Can Scan Text Date extract a /21.04.20 and how do I make that the created date?

Blanc · June 27, 2020, 1:40pm

I would like to automatically date and name a typ of document which I regularly receive. I have a rule which reliably picks out the document, but which also reliably fails to pick out the document date. This is because all copies of the document contain the date 01.10.2019 near the top right, and the actual document date is in the footer, and of the format “BLATT: 2858/21.04.20”. The 4 digits before the / are always variable, and the number of spaces after the : is several, but will usually on copy paste as one space. I would like to change the creation date to - in this case - 21.04.20 (DD.MM.YY). DT does not recognise “BLATT: 2664/21.04.20” as containing a date at all (so using "newest document date doesn’t work), and macOS assumes the line to contain a phone number.

I thought maybe I could extract the date with Scan Text Date in the rule, but I can’t figure out how. Also, even if I could, it’s not obvious to me how I would then set that date as the created date. Can anybody point me in the right direction? Or is there another (or no) solution? Cheers

BLUEFROG · June 27, 2020, 2:13pm

Like so…?

Blanc · June 27, 2020, 2:32pm

ye-es - now paste me the smart rule :* Pleeeeease

Your post shows that you have successfully extracted the date - does that date automatically become the document date?

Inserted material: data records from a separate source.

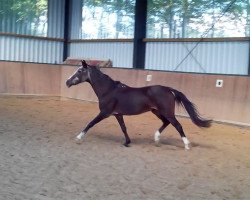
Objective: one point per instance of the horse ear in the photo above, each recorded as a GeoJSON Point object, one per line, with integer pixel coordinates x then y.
{"type": "Point", "coordinates": [84, 64]}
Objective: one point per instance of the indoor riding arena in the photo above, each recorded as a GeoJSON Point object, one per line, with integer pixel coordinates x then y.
{"type": "Point", "coordinates": [202, 51]}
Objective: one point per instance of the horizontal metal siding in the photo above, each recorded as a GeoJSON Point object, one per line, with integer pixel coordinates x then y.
{"type": "Point", "coordinates": [120, 53]}
{"type": "Point", "coordinates": [30, 50]}
{"type": "Point", "coordinates": [207, 57]}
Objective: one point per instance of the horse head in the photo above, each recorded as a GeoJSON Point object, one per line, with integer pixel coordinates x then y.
{"type": "Point", "coordinates": [81, 75]}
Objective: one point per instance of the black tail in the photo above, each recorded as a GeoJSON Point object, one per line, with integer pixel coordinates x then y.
{"type": "Point", "coordinates": [191, 109]}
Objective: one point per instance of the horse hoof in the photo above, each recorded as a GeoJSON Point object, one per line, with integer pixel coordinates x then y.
{"type": "Point", "coordinates": [187, 148]}
{"type": "Point", "coordinates": [157, 144]}
{"type": "Point", "coordinates": [78, 141]}
{"type": "Point", "coordinates": [126, 145]}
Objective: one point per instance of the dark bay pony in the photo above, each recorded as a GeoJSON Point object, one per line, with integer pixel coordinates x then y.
{"type": "Point", "coordinates": [118, 99]}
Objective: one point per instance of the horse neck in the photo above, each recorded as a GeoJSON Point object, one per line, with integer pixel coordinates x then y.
{"type": "Point", "coordinates": [101, 83]}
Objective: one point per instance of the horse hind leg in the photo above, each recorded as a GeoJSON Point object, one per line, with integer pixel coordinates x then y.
{"type": "Point", "coordinates": [124, 129]}
{"type": "Point", "coordinates": [178, 127]}
{"type": "Point", "coordinates": [159, 131]}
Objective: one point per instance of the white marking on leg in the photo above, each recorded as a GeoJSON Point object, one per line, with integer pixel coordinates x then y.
{"type": "Point", "coordinates": [186, 143]}
{"type": "Point", "coordinates": [157, 136]}
{"type": "Point", "coordinates": [80, 136]}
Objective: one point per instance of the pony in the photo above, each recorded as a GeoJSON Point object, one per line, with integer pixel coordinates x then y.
{"type": "Point", "coordinates": [118, 99]}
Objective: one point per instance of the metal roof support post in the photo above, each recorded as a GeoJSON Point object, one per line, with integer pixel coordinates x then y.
{"type": "Point", "coordinates": [139, 34]}
{"type": "Point", "coordinates": [249, 59]}
{"type": "Point", "coordinates": [66, 29]}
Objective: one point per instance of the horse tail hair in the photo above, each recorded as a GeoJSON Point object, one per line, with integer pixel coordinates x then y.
{"type": "Point", "coordinates": [191, 109]}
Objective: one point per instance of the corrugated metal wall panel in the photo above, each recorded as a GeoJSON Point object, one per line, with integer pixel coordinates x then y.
{"type": "Point", "coordinates": [207, 57]}
{"type": "Point", "coordinates": [120, 53]}
{"type": "Point", "coordinates": [30, 50]}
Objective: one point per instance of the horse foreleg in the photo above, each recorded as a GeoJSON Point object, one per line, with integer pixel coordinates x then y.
{"type": "Point", "coordinates": [96, 120]}
{"type": "Point", "coordinates": [124, 129]}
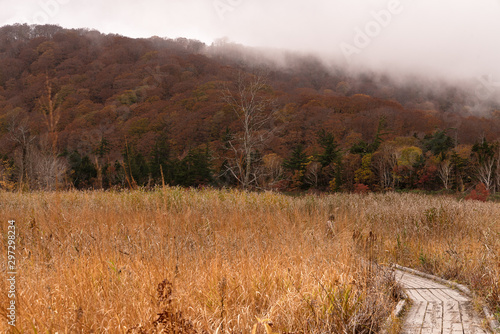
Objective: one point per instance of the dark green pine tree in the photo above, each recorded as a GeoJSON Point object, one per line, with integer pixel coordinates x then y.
{"type": "Point", "coordinates": [136, 166]}
{"type": "Point", "coordinates": [298, 159]}
{"type": "Point", "coordinates": [160, 164]}
{"type": "Point", "coordinates": [331, 153]}
{"type": "Point", "coordinates": [195, 169]}
{"type": "Point", "coordinates": [83, 171]}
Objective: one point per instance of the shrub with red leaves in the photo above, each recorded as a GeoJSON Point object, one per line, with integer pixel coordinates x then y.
{"type": "Point", "coordinates": [480, 193]}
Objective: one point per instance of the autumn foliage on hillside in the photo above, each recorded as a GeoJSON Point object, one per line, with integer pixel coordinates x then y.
{"type": "Point", "coordinates": [87, 110]}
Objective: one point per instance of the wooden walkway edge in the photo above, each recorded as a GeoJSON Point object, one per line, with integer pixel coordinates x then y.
{"type": "Point", "coordinates": [438, 308]}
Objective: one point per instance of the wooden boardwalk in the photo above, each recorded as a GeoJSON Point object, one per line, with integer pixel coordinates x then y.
{"type": "Point", "coordinates": [436, 308]}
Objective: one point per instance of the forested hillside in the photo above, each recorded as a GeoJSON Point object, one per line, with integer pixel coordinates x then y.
{"type": "Point", "coordinates": [87, 110]}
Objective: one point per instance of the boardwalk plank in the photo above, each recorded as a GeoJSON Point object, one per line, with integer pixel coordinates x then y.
{"type": "Point", "coordinates": [437, 309]}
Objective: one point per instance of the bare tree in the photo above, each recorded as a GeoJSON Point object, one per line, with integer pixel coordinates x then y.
{"type": "Point", "coordinates": [20, 134]}
{"type": "Point", "coordinates": [255, 111]}
{"type": "Point", "coordinates": [50, 106]}
{"type": "Point", "coordinates": [311, 176]}
{"type": "Point", "coordinates": [49, 171]}
{"type": "Point", "coordinates": [444, 172]}
{"type": "Point", "coordinates": [383, 163]}
{"type": "Point", "coordinates": [485, 172]}
{"type": "Point", "coordinates": [497, 169]}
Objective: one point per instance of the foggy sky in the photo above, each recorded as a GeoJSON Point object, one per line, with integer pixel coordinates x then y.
{"type": "Point", "coordinates": [449, 38]}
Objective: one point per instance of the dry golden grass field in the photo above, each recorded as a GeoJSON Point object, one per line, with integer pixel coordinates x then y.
{"type": "Point", "coordinates": [226, 261]}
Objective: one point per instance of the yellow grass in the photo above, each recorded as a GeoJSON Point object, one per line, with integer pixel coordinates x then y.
{"type": "Point", "coordinates": [227, 261]}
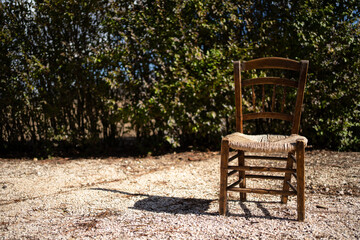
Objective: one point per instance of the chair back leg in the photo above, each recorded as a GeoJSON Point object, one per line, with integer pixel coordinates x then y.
{"type": "Point", "coordinates": [223, 176]}
{"type": "Point", "coordinates": [300, 175]}
{"type": "Point", "coordinates": [287, 179]}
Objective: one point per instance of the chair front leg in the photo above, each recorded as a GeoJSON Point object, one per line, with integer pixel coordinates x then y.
{"type": "Point", "coordinates": [242, 179]}
{"type": "Point", "coordinates": [289, 165]}
{"type": "Point", "coordinates": [300, 173]}
{"type": "Point", "coordinates": [223, 176]}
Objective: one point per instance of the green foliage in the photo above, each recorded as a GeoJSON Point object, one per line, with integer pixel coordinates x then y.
{"type": "Point", "coordinates": [75, 73]}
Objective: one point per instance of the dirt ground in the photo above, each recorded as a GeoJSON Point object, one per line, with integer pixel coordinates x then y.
{"type": "Point", "coordinates": [174, 196]}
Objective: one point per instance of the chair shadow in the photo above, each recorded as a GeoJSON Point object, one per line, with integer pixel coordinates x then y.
{"type": "Point", "coordinates": [176, 205]}
{"type": "Point", "coordinates": [173, 205]}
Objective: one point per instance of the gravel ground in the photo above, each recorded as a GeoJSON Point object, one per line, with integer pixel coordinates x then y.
{"type": "Point", "coordinates": [173, 196]}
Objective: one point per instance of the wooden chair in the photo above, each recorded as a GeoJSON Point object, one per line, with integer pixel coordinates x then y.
{"type": "Point", "coordinates": [292, 145]}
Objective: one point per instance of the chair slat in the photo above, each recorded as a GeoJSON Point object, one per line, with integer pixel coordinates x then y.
{"type": "Point", "coordinates": [253, 96]}
{"type": "Point", "coordinates": [270, 80]}
{"type": "Point", "coordinates": [263, 98]}
{"type": "Point", "coordinates": [264, 176]}
{"type": "Point", "coordinates": [273, 99]}
{"type": "Point", "coordinates": [266, 158]}
{"type": "Point", "coordinates": [262, 169]}
{"type": "Point", "coordinates": [283, 101]}
{"type": "Point", "coordinates": [262, 191]}
{"type": "Point", "coordinates": [274, 115]}
{"type": "Point", "coordinates": [272, 62]}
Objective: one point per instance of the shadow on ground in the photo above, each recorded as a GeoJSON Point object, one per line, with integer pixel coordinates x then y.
{"type": "Point", "coordinates": [176, 205]}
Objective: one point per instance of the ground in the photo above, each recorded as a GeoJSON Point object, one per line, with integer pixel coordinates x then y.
{"type": "Point", "coordinates": [174, 196]}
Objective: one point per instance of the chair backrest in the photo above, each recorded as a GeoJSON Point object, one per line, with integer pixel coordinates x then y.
{"type": "Point", "coordinates": [299, 67]}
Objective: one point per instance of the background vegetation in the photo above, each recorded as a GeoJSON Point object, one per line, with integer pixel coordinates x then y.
{"type": "Point", "coordinates": [80, 74]}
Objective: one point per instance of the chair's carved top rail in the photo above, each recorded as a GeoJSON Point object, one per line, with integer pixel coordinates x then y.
{"type": "Point", "coordinates": [271, 62]}
{"type": "Point", "coordinates": [274, 115]}
{"type": "Point", "coordinates": [270, 80]}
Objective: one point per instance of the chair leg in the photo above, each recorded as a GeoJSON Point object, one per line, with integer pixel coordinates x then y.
{"type": "Point", "coordinates": [223, 176]}
{"type": "Point", "coordinates": [241, 162]}
{"type": "Point", "coordinates": [300, 173]}
{"type": "Point", "coordinates": [289, 165]}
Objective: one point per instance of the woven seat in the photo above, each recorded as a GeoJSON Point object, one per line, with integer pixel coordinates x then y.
{"type": "Point", "coordinates": [264, 143]}
{"type": "Point", "coordinates": [234, 176]}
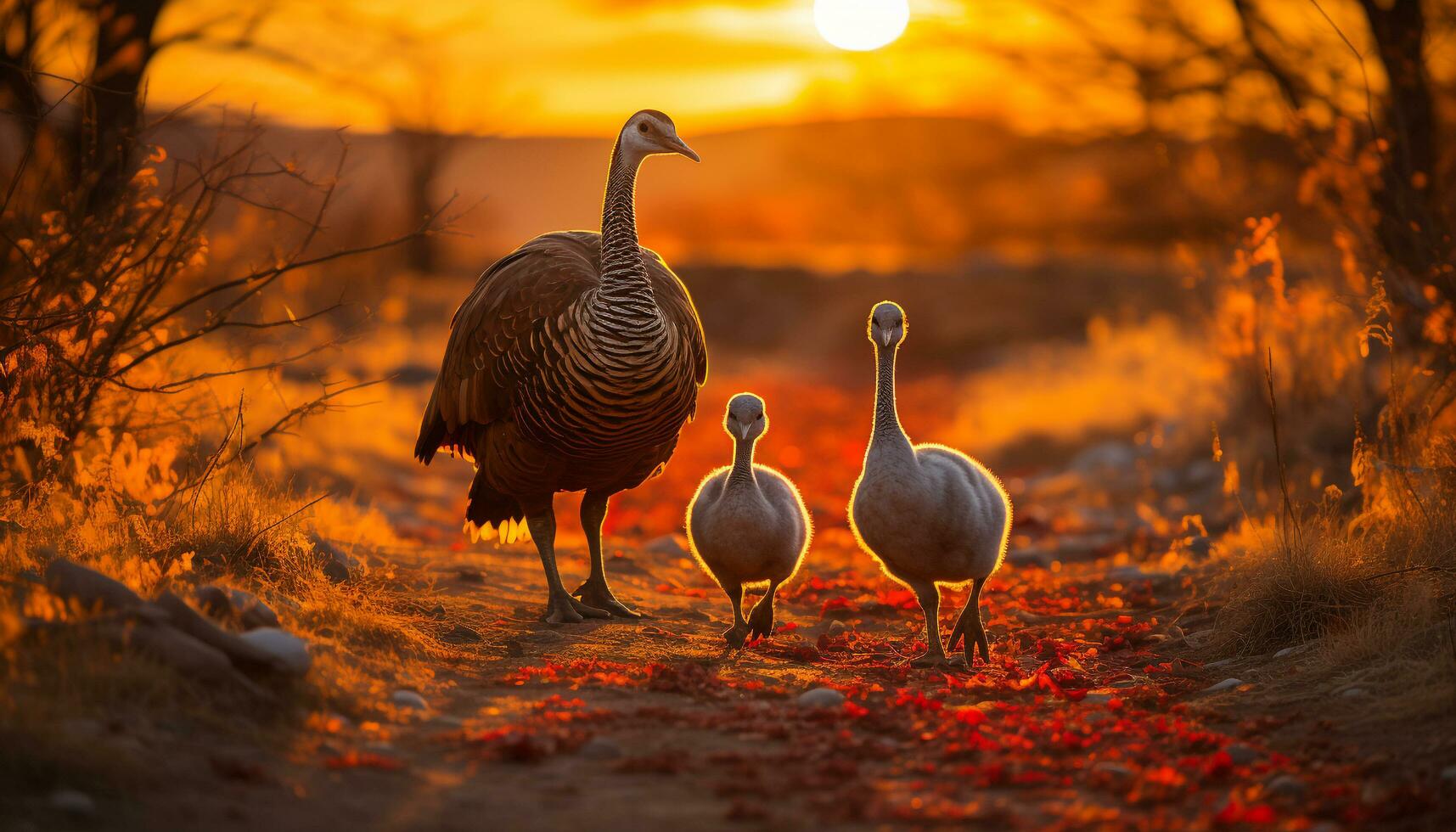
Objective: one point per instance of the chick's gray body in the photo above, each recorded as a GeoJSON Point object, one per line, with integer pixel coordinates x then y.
{"type": "Point", "coordinates": [747, 524]}
{"type": "Point", "coordinates": [928, 513]}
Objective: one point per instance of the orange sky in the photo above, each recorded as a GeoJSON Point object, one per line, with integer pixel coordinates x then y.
{"type": "Point", "coordinates": [531, 67]}
{"type": "Point", "coordinates": [578, 66]}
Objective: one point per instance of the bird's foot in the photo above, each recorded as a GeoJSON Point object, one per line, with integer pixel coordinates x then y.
{"type": "Point", "coordinates": [596, 593]}
{"type": "Point", "coordinates": [565, 610]}
{"type": "Point", "coordinates": [930, 659]}
{"type": "Point", "coordinates": [761, 621]}
{"type": "Point", "coordinates": [737, 636]}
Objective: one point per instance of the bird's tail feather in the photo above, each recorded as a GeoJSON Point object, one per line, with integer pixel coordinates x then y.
{"type": "Point", "coordinates": [431, 431]}
{"type": "Point", "coordinates": [494, 514]}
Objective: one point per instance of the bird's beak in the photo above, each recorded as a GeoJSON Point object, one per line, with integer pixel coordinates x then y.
{"type": "Point", "coordinates": [679, 146]}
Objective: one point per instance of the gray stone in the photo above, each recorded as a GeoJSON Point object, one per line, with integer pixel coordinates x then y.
{"type": "Point", "coordinates": [1225, 685]}
{"type": "Point", "coordinates": [87, 586]}
{"type": "Point", "coordinates": [1242, 754]}
{"type": "Point", "coordinates": [287, 652]}
{"type": "Point", "coordinates": [822, 698]}
{"type": "Point", "coordinates": [1286, 785]}
{"type": "Point", "coordinates": [226, 602]}
{"type": "Point", "coordinates": [337, 565]}
{"type": "Point", "coordinates": [600, 748]}
{"type": "Point", "coordinates": [1113, 770]}
{"type": "Point", "coordinates": [409, 700]}
{"type": "Point", "coordinates": [71, 801]}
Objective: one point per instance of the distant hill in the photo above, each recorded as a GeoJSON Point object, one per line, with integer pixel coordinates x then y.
{"type": "Point", "coordinates": [881, 194]}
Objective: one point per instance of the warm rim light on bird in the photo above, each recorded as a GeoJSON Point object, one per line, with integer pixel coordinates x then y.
{"type": "Point", "coordinates": [861, 25]}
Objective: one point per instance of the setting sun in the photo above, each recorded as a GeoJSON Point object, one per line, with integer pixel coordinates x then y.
{"type": "Point", "coordinates": [861, 25]}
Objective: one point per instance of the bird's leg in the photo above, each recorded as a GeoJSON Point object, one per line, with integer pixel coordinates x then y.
{"type": "Point", "coordinates": [930, 596]}
{"type": "Point", "coordinates": [739, 632]}
{"type": "Point", "coordinates": [594, 589]}
{"type": "Point", "coordinates": [761, 621]}
{"type": "Point", "coordinates": [969, 624]}
{"type": "Point", "coordinates": [561, 608]}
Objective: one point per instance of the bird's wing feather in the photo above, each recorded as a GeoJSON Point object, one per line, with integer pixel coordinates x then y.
{"type": "Point", "coordinates": [677, 306]}
{"type": "Point", "coordinates": [494, 337]}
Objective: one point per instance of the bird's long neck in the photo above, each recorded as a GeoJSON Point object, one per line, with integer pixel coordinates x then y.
{"type": "Point", "coordinates": [887, 436]}
{"type": "Point", "coordinates": [625, 287]}
{"type": "Point", "coordinates": [741, 472]}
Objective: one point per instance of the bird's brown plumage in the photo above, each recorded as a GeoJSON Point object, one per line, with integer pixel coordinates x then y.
{"type": "Point", "coordinates": [551, 391]}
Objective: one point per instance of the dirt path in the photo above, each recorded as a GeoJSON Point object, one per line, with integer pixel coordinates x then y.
{"type": "Point", "coordinates": [1079, 718]}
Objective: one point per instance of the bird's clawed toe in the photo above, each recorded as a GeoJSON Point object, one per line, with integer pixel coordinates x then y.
{"type": "Point", "coordinates": [565, 610]}
{"type": "Point", "coordinates": [599, 596]}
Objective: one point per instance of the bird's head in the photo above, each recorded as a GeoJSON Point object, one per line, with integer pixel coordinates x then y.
{"type": "Point", "coordinates": [745, 419]}
{"type": "Point", "coordinates": [649, 133]}
{"type": "Point", "coordinates": [887, 323]}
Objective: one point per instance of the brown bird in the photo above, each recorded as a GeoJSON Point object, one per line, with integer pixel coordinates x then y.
{"type": "Point", "coordinates": [572, 366]}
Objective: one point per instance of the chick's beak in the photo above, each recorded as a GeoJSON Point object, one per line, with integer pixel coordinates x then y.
{"type": "Point", "coordinates": [679, 146]}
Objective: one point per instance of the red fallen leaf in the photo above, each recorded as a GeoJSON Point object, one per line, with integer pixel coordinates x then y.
{"type": "Point", "coordinates": [363, 760]}
{"type": "Point", "coordinates": [836, 605]}
{"type": "Point", "coordinates": [897, 598]}
{"type": "Point", "coordinates": [1219, 765]}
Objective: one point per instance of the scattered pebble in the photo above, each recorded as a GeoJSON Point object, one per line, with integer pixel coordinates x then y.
{"type": "Point", "coordinates": [73, 801]}
{"type": "Point", "coordinates": [409, 700]}
{"type": "Point", "coordinates": [822, 698]}
{"type": "Point", "coordinates": [1286, 785]}
{"type": "Point", "coordinates": [1113, 768]}
{"type": "Point", "coordinates": [1225, 685]}
{"type": "Point", "coordinates": [1242, 754]}
{"type": "Point", "coordinates": [600, 748]}
{"type": "Point", "coordinates": [287, 650]}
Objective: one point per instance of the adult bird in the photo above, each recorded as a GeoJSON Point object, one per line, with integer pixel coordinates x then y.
{"type": "Point", "coordinates": [572, 366]}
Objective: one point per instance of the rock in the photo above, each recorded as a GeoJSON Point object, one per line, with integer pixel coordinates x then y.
{"type": "Point", "coordinates": [228, 604]}
{"type": "Point", "coordinates": [239, 652]}
{"type": "Point", "coordinates": [1286, 785]}
{"type": "Point", "coordinates": [1242, 754]}
{"type": "Point", "coordinates": [600, 748]}
{"type": "Point", "coordinates": [409, 700]}
{"type": "Point", "coordinates": [287, 652]}
{"type": "Point", "coordinates": [71, 801]}
{"type": "Point", "coordinates": [1225, 685]}
{"type": "Point", "coordinates": [87, 586]}
{"type": "Point", "coordinates": [185, 653]}
{"type": "Point", "coordinates": [337, 565]}
{"type": "Point", "coordinates": [674, 545]}
{"type": "Point", "coordinates": [822, 698]}
{"type": "Point", "coordinates": [462, 634]}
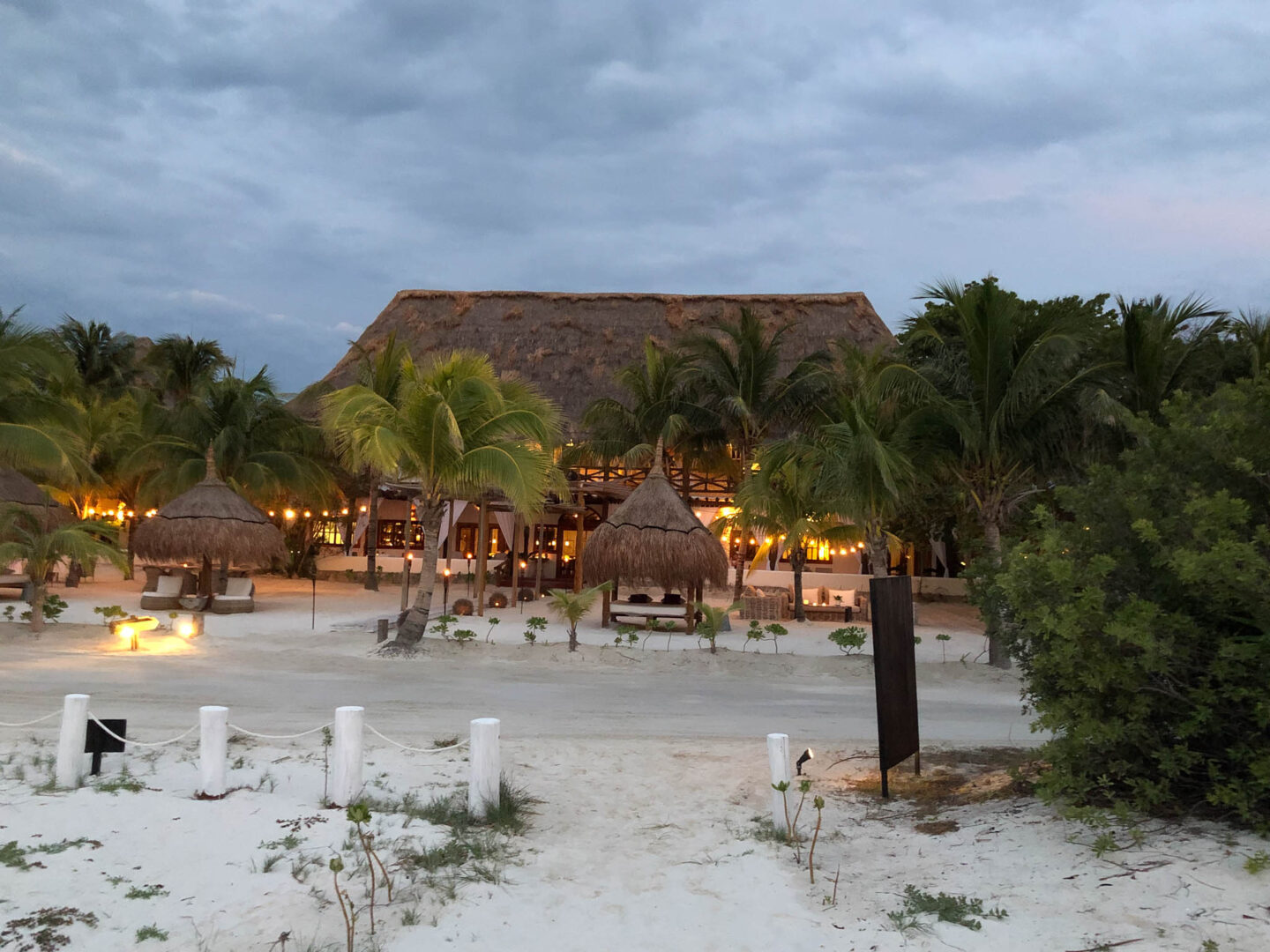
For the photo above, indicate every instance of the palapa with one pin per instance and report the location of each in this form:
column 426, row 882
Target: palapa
column 654, row 537
column 210, row 522
column 17, row 489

BLUEFROG · June 27, 2020, 4:04pm

does that date automatically become the document date?

No and there’s no Document Date to set as it’s a read-only property detected by DEVONthink.
You could set a custom metadata field (as I did in the version I attached) or change the name or some such other thing.

Also, note I captured the parts of the date individually so you can reorder as needed.

Blanc Date from Text.dtSmartRule.zip (1.0 KB)

Blanc · June 27, 2020, 4:13pm

Thanks very much for that With that in hand I can go off and better understand the syntax. It’s certainly useful, because now I can use part of the date in the name of the document, which is brilliant.

So am I right in saying that there is no way that once that date is extracted it can become the “created” date of the document? Generally when I scan documents I change the “created” date to the date the document was actually created by the author, and was hoping to do that automatically in this case.

Is it a bug that DT does not recognise the line as containing a date (stopping me from using e.g. change created date to newest document date)?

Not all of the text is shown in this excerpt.